Ich bin im Begriff, einen weiteren Nachsendeauftrag einzurichten, weil ich morgen nach Bayern ziehe.

Julia Meyer

Doch schon bald könnte die Situation neue groteske Auswüchse bekommen. "Ich bin im Begriff, einen weiteren Nachsendeauftrag einzurichten, weil ich morgen nach Bayern ziehe", sagt Julia Meyer (35) und scheint dabei nicht zu wissen, ob sie lachen oder weinen soll. Jetzt können sich die Frauen die falsch zugestellten Briefe gegenseitig nur noch per Post zuschicken. Die wären dann schlimmstenfalls in einer Art Weiterleitungs-Bermudadreieck gefangen.

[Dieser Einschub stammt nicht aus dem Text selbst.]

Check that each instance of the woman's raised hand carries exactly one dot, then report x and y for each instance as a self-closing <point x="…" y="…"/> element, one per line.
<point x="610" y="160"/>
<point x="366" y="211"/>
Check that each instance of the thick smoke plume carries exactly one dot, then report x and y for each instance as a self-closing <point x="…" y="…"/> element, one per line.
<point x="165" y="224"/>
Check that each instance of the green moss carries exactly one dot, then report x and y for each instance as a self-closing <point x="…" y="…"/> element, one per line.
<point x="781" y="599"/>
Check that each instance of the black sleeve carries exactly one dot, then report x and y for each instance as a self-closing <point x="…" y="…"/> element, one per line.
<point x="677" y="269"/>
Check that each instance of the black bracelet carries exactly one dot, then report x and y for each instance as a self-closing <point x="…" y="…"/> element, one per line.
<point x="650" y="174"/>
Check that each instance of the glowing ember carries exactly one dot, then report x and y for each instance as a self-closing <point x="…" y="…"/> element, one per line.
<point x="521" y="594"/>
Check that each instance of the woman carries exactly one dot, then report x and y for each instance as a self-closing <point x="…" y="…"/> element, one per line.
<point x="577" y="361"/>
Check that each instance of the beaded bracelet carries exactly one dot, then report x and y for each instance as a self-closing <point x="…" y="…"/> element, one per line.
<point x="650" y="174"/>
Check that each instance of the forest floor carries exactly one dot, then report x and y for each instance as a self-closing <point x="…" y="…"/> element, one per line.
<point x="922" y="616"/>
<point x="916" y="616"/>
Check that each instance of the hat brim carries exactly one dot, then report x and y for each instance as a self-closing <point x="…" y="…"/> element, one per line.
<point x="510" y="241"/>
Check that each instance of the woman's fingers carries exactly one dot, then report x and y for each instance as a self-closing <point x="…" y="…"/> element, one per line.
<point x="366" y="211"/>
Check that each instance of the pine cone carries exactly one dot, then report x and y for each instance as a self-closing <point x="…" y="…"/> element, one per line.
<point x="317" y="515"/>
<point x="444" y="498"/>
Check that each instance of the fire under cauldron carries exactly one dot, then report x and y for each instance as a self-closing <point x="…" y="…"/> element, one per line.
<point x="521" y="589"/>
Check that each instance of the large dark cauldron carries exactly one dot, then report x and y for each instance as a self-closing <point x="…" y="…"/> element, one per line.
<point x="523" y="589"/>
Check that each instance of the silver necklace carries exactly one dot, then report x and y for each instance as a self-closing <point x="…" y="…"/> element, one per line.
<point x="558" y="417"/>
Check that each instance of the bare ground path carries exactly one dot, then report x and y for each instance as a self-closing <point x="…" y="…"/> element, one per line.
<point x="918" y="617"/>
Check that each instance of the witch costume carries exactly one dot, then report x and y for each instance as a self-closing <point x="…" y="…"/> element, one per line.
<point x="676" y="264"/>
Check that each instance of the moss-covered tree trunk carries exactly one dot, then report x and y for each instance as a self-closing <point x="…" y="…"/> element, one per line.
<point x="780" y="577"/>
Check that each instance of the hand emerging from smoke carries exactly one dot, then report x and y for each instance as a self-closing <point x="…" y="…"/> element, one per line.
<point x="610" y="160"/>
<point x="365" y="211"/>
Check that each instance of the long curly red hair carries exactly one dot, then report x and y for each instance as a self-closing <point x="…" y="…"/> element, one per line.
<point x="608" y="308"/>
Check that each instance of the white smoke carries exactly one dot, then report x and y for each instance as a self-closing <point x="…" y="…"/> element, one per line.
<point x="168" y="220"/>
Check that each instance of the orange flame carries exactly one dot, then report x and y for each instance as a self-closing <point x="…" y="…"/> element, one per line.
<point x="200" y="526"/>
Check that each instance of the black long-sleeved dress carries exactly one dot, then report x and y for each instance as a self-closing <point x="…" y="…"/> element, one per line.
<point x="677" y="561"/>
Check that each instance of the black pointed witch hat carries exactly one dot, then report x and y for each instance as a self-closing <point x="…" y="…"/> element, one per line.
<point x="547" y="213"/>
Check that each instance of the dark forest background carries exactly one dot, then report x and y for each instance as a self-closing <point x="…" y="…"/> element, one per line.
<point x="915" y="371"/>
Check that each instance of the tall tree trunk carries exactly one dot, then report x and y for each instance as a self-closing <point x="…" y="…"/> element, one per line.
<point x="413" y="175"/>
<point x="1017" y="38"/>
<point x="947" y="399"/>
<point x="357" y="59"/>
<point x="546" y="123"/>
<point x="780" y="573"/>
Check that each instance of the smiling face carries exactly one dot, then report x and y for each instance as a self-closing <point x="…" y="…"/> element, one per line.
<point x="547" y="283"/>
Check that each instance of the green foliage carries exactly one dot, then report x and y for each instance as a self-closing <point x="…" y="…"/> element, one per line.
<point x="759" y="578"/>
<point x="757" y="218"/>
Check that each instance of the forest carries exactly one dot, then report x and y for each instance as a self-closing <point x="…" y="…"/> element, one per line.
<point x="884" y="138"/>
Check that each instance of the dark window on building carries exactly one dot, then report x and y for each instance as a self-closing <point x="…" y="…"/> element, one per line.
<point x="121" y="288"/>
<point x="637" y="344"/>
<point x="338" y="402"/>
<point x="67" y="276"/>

Wie man es auch dreht und wendet, das kuriose Postdilemma wird Julia Meyer und Julia Meyer wohl noch einige Zeit beschäftigen. Immerhin verstehen sich beide sehr gut und können (meistens) gemeinsam darüber lachen.

MDR (co)

Dieses Thema im Programm: MDR THÜRINGEN - Das Radio | Johannes und der Morgenhahn | 25. Juli 2024 | 08:10 Uhr

32 Kommentare

lulu2020 vor 37 Wochen

Kennen Sie jeden Absender , der Ihnen schreibt? Ansonsten den Brief ungeöffnet wegwerfen so wie man unbekannte Rufnummern ignoriert? Könnte doch trotzdem wichtig sein. Ich nehme an, es geht nicht um Briefe der Familie oder der Hausbank.

Anita L. vor 37 Wochen

Als ich noch nicht verheiratet meinen ersten Telefonanschluss anmeldete, verlangte die Telekom eine Kaution von mir, weil "mein Mann" Schulden bei ihnen hätte. Als ich viele Jahre später tatsächlich verheiratet war (ganz klassisch mit Änderung meines Nachnamens), rief mich der Kundendienst der Telekom an und wollte quasi meinem "alten" Ich irgendeine Leistung verkaufen. Da habe ich erklärt, dass die Person unter dem Namen nicht unter dieser Rufnummer erreichbar sei. "Falsch verbunden" sozusagen. Ich kann nur sagen, dass selbst Heirat nicht vor Namensverirrungen in (schlecht gepflegten?) Datenbanken schützt.

Anita L. vor 37 Wochen

Und die Familienmitglieder ziehen alle ganz zufällig nacheinander an dieselbe Meldeadresse, nachdem bereits einer von ihnen ohne Wissen der anderen von genau dort weggezogen ist und einen Nachsendeantrag gestellt hat? Es geht ja nicht nur um denselben Namen, was tatsächlich häufig vorkommt, sondern dass beide auch noch unabhängig voneinander an derselben Adresse gemeldet sind/waren.